Wednesday, January 29, 2014

Laywoo Magic

My eldest son's class is doing a Harry Potter theme this year. So he had the bright idea of 3D printing his own wand (which he designed in TinkerCad). Of course I saw this as a perfect opportunity pick up and try out a roll of Laywoo from Materhackers.
The final result feels a little more like paper than wood. Maybe it's because it's so light and thin like all 3D prints are, but the surface also isn't very wood-like. Still, it's more wood-like than plastic and made for a very interesting, and light weight wand. But it wasn't without it's drama.

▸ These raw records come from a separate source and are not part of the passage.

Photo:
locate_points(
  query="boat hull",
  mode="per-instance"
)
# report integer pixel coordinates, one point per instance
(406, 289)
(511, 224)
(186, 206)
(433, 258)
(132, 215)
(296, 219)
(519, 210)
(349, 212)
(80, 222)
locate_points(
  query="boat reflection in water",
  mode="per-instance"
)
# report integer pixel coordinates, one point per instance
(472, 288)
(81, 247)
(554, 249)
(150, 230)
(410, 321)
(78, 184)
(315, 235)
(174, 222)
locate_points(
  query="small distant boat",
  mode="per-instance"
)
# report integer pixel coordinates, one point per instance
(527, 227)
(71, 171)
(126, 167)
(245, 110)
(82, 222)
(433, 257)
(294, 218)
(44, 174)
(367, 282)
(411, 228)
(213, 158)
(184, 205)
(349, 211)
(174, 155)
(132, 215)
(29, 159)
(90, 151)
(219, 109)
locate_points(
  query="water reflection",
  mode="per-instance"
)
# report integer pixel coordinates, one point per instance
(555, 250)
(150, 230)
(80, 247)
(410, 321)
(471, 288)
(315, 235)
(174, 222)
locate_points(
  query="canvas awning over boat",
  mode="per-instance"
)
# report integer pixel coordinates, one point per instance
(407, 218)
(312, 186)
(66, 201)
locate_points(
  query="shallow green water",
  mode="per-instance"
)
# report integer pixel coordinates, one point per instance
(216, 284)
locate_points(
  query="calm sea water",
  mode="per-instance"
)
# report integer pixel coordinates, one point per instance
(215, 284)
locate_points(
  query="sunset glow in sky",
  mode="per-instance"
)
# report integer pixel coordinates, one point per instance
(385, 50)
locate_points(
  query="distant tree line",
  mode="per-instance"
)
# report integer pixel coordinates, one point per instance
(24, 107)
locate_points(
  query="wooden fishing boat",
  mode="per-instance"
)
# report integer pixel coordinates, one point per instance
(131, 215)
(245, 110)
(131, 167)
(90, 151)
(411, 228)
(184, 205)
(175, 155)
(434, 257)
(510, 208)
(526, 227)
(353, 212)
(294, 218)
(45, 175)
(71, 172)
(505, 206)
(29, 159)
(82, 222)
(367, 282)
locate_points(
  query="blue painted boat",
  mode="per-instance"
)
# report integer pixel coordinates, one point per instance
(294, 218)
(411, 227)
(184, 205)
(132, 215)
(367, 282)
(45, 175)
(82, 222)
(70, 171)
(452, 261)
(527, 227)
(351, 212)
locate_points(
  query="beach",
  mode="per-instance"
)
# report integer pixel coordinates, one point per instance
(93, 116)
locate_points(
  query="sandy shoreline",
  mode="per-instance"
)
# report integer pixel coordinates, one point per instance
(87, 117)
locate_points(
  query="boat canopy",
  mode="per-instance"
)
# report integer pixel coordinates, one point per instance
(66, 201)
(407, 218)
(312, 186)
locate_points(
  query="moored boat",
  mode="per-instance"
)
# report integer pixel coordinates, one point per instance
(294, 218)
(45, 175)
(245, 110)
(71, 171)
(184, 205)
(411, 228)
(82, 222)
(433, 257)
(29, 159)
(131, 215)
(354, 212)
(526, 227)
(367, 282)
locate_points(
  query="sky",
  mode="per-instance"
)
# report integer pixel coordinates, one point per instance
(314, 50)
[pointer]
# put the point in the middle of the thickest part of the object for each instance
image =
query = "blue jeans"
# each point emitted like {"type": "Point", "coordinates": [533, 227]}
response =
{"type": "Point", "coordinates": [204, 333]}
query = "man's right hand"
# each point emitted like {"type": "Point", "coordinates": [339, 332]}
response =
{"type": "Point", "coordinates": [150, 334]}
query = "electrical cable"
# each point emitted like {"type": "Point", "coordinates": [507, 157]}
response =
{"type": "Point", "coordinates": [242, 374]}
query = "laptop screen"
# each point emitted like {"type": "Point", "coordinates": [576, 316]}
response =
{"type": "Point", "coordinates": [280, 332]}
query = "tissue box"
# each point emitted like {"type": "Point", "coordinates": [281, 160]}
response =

To simplify matters, since laywoo can print at a range of temperatures, I went with the PLA settings, 185C nozzle, 60C glass with hairspray print bed. At those settings the stuff is failingly drooly, leaving a very visible seem whenever it switched parts. The picture above was my first semi-successful print. I was printing the handle and staff separately and the staff became unstuck. So I stopped the print when the handle finished and then printed the staff separately. This time without the second part there was still a seam, similar to what prompted me to develop the sacrificial tower technique. Plus, printing something so tall and thin cooked the filament a little more because of the hot nozzle proximity causing the staff to be darker than the handle, and even darker at the tip where it got even more messed up. So it seems the choices are sacrificial tower with drools or no sacrificial tower with burned filament. And I may need to revisit to HPB temp, but the probably may have simply been too small a surface area to remain well stuck.

But the biggest problem came from how it comes in a loose coil. I tried putting it on a spool, but the stuff is so stiff, much like printing with a thin twig, that it can't be wrapped tightly on the spool so there's almost no gain from putting in on the spool. In fact the print I did on the spool, because it was so loose, got tangled and broke my 1 coil into 2 smaller coils. In the end my solution was to put the coil in an empty ice cream bucket and monitor the feed closely, pausing to fix any knots that inevitably formed. Every time a knot formed my attempts to fix it broke the filament where it entered the printer and I ended up unknotting the now loose spool, waiting for the print to use up to the broken end, and then feeding in the new rest of the coil. This happened at least twice in the successful print of the staff and both times it was a royal pain.

On top of that I had a problem that I've had with PLA, where if it cools in the nozzle, like if I don't keep the printer printing all day long, it clogs pretty hard and I need to go through a unloading and reloading process. I don't know if this is common for everyone, but it's one of the reasons I don't use much PLA. Coupled with this stuffs fragility, it's hardly worth the novelty. I may offer custom wand printing services on my Etsy store to use up what I've got, but unless I find a better system before I run out of it, when I'm done with this coil I probably won't be getting another. This initial experience is not very encouraging.